La taille est une prison pour l’ingénierie.
Si vous souhaitez construire un drone qui tient dans votre paume, vous ne pouvez pas vous permettre le GPS. Vous ne pouvez pas transporter de lourdes briques lithium-ion, un LIDAR complexe ou des unités de traitement volumineuses. La physique ne fonctionne tout simplement pas. Pourtant, des chercheurs de l’Université de technologie de Delft ont trouvé une solution de contournement en volant la plus ancienne voltigeuse de la nature : l’abeille.
Ils l’appellent Bee-Nav.
L’idée, publiée dans Nature, est d’une simplicité trompeuse. Les abeilles ne naviguent pas avec la précision des satellites. Ils apprennent. Guido de Croon, l’auteur principal de l’étude, explique que lorsqu’une abeille quitte sa ruche, elle effectue un court « vol d’apprentissage ». Il mémorise les points de repère. Ensuite, au fur et à mesure qu’il s’aventure, il suit la direction et la vitesse grâce à l’intégration de chemin. Il tient un compte courant du chemin parcouru et de l’endroit où il est allé.

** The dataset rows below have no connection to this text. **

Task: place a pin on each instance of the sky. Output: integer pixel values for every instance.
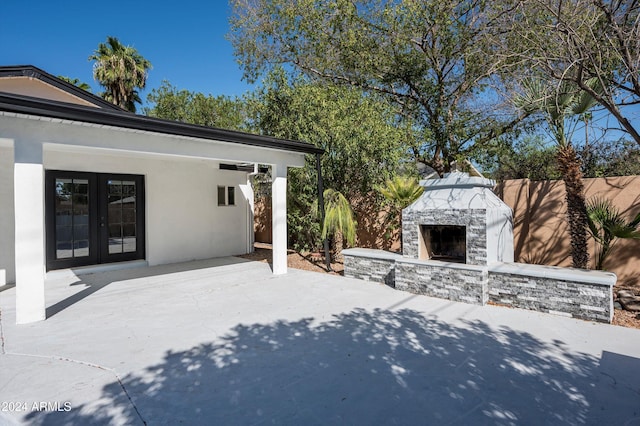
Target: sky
(184, 40)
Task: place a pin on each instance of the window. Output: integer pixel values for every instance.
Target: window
(226, 196)
(231, 196)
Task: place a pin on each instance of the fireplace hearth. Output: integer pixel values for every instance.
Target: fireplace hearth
(444, 243)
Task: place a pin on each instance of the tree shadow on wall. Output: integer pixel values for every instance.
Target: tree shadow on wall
(365, 367)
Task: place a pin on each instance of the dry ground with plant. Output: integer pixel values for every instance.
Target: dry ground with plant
(315, 263)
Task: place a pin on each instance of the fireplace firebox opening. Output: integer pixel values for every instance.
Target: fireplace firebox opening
(447, 243)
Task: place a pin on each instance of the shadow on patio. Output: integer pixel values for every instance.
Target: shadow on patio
(100, 280)
(371, 367)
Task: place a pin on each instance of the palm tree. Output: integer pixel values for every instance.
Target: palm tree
(562, 106)
(76, 82)
(606, 225)
(339, 219)
(400, 192)
(121, 70)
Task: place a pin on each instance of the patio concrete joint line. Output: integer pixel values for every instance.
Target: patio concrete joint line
(2, 352)
(87, 364)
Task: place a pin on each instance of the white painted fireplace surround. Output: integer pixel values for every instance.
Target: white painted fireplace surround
(486, 272)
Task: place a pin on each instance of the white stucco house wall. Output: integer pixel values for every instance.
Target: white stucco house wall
(83, 182)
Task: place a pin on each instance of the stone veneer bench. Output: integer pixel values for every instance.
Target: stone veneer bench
(569, 292)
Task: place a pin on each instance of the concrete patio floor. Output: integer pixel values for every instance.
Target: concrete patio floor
(223, 341)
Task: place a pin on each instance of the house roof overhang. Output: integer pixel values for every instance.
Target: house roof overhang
(31, 106)
(29, 71)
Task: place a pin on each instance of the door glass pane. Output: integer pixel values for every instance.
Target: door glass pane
(121, 216)
(72, 218)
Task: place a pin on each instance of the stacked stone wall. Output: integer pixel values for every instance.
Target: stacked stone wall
(457, 282)
(589, 301)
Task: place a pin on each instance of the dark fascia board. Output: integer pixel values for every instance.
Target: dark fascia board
(35, 72)
(124, 119)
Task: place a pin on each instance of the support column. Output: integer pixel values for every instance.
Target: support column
(279, 218)
(29, 231)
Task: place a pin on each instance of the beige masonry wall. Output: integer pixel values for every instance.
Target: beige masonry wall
(541, 233)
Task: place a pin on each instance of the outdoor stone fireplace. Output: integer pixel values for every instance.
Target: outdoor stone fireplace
(461, 215)
(457, 241)
(443, 242)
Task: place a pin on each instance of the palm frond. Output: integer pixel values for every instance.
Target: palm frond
(338, 216)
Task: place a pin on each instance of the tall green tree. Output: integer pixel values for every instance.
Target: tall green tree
(528, 157)
(170, 103)
(561, 106)
(430, 58)
(579, 41)
(122, 71)
(362, 139)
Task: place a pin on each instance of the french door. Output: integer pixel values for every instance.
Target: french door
(93, 218)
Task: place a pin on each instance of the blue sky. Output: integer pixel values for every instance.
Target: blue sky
(184, 40)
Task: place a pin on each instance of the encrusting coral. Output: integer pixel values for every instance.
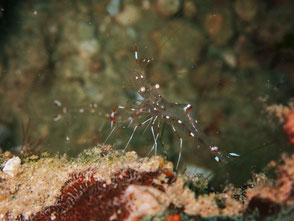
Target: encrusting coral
(103, 184)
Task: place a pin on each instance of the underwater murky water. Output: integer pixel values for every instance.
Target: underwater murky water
(229, 60)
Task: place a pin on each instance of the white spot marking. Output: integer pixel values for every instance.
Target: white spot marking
(234, 155)
(214, 148)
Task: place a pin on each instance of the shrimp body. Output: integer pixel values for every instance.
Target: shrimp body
(160, 110)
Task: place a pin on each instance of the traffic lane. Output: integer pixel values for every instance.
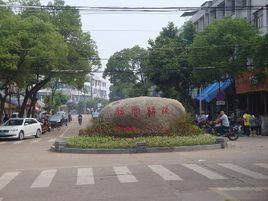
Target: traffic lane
(34, 152)
(115, 185)
(32, 158)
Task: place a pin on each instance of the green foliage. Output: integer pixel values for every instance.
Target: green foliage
(225, 45)
(37, 45)
(53, 103)
(167, 67)
(91, 103)
(95, 142)
(125, 70)
(188, 34)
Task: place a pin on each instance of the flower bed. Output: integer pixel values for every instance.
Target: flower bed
(109, 142)
(183, 127)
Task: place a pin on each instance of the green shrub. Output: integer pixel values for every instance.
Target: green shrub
(109, 142)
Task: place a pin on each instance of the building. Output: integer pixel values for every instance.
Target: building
(98, 87)
(254, 11)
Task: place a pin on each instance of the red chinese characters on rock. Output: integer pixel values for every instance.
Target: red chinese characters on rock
(165, 110)
(119, 112)
(136, 111)
(151, 111)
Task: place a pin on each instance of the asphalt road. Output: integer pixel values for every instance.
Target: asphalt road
(30, 172)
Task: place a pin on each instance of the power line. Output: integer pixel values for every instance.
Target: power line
(130, 9)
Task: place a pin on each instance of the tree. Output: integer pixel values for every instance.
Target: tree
(58, 100)
(188, 33)
(167, 67)
(125, 70)
(226, 46)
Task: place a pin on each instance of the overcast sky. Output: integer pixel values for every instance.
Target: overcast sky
(146, 26)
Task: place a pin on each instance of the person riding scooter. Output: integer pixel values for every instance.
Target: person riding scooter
(224, 123)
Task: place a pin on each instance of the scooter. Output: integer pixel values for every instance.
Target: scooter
(232, 133)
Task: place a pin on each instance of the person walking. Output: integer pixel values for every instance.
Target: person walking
(246, 123)
(6, 118)
(258, 124)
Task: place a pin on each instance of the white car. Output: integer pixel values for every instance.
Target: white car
(19, 128)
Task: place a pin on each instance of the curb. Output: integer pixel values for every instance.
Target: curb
(61, 147)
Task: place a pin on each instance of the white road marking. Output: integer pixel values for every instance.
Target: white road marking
(244, 171)
(44, 179)
(223, 194)
(52, 140)
(165, 173)
(242, 188)
(6, 178)
(205, 172)
(35, 141)
(85, 176)
(17, 142)
(263, 165)
(124, 175)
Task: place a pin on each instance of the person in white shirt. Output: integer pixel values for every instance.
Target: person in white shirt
(224, 121)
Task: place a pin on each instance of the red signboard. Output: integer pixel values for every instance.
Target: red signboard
(247, 82)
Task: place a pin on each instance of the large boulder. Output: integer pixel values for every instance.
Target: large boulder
(143, 113)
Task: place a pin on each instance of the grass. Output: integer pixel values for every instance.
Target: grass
(108, 142)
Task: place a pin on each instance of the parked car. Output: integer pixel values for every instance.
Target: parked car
(14, 115)
(19, 128)
(45, 125)
(64, 117)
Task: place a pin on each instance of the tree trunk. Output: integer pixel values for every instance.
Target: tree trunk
(2, 105)
(30, 93)
(34, 101)
(24, 103)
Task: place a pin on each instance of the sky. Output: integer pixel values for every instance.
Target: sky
(132, 29)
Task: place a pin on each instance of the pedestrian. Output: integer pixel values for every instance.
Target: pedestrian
(246, 123)
(258, 124)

L’intégration du chemin est compliquée. Les petites erreurs s’aggravent avec le temps. Si vous ne faites confiance qu’à votre boussole interne, vous finirez par vous perdre. Les abeilles résolvent ce problème en s’appuyant sur ces souvenirs initiaux pour corriger leur trajectoire sur le chemin du retour.
Les chercheurs ont copié exactement ce flux de travail.
Apprendre la vue
Un drone équipé de Bee-Nav commence par survoler près de son site de lancement. Une minuscule caméra omnidirectionnelle scanne le paysage. Ce n’est pas une observation passive. En cours de vol, un minuscule réseau neuronal à bord mappe ces images sur des « vecteurs domestiques ».
Considérez-les comme des flèches invisibles pointant directement vers le pad.
Cela crée ce que l’équipe appelle une zone de référence apprise. Une fois que le drone sait à quoi ressemble la « maison », il peut voler au loin. Pour revenir, il s’appuie d’abord sur l’intégration du chemin – un retour en arrière basé sur la vitesse et la direction. S’il atterrit dans cette zone de sécurité familière, le réseau visuel entre en jeu. La caméra reconnaît l’environnement et le guide jusqu’au bout.
Pas de satellite. Pas de cartes globales. Juste de la mémoire.
De petits ordinateurs, de grands résultats
Le matériel fait le gros du travail ? Un Raspberry Pi 4 disponible dans le commerce. C’est la taille d’une carte de crédit. Il exécute des réseaux neuronaux utilisant entre 3,4 et 42,3 kilobyles de mémoire.
Arrêtez-vous là une seconde.
Cela représente des milliers de fois moins de mémoire que celle utilisée par les systèmes de cartographie conventionnels. Et ça a marché. Les drones de test sont revenus à 600 mètres (près de 2 000 pieds) en extérieur. Ils ont fait face aux rafales de vent. Ils ont géré l’éblouissement du soleil aveuglant la caméra. Ils ont trouvé leur chemin.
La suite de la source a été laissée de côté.